Whoops! We address this by unifying the two tests. If a + b > maxValue
then we assert that add
returns Nothing
, otherwise Just (a + b)
.
But how do we know that we are not running into the same situation as before, where we are missing some values without meaning to? The solution: labeling! We create a labeling function that examines the result of adding the ints and adds a label to the test run:
summarize n
| abs (n - maxCoinValue) < 3 = "boundary"
| n <= maxCountValue = "normal"
| n > maxCountValue = "overflow"
This shows up in the QuickCheck output like this:
*Coins> quickCheck . withMaxSuccess 10000 $ prop_Add
+++ OK, passed 10000 tests:
50.61% normal
49.39% overflow
John Hughes uses this as a springboard to say that maybe we ought to only have one generator and make assumptions about its output instead of writing a generator/validator pair for each test. That sounds nice and I plan to use it regardless of whether we can add this kind of thing in Elm!
Now, I’m cutting out a lot of the talk here (you really should make time to watch it!) but we can also use these labels to generate examples. That lets us be certain that our labeling function is performing properly! In this case, for testing insertion into an ordered collection:
*** Found example of at start, update
(0,0)
{(0,0)}
[(0,0)] == [(0,0)]
This allows us to check our assumptions about what’s actually being generated in our tests.
Then, to finish off, we see that you can assign multiple labels per test by calling classify (a > 0) "positive"
. We can also assert that we have enough coverage per label with cover 5 (a == 0) "zero"
, where that number is the percent you want the case to show up.
Of course, failing the coverage here produces a warning instead of a failure by default. This is important so that tests don’t randomly flake just because they started with an unlucky seed. But you can ask QuickCheck to generate enough cases to be statistically certain that your labeling is accurate!
Bringing this to Elm
To make a long story short, I want these things in Elm! Specifically, I would like:
- the ability to make explicit assumptions about fuzzer inputs (and report that a certain number of cases have been skipped because of an assumption)
- the ability to label test cases so as to get statistics about the values
- the ability to assert coverage statistics
I think all three of these are important: the first two make our assumptions about code explicit, and the third lets us communicate our intent around what exactly should be tested to other developers.
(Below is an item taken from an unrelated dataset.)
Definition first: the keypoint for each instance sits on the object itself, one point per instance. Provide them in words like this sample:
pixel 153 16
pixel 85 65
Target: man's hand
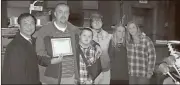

We already publish some statistics to give developers an intuition about the fuzzers, but what about when they’re combined? I think it’d be useful to see if the things I’m assuming about the code are actually borne out in a typical test run. This could certainly help!
Is this a good idea?
It’s worth being cautious in cases like this… APIs infrequently transfer cleanly between languages. In this case, I think it we can make it work, but I’d be really interested in hearing more about how we could make these ideas idiomatic to Elm. What do y’all think?
Specifically, I have some ideas for what the API could look like, but I’d like us to hold off until we are sure we are solving the right problem. Remember: code is the easy part.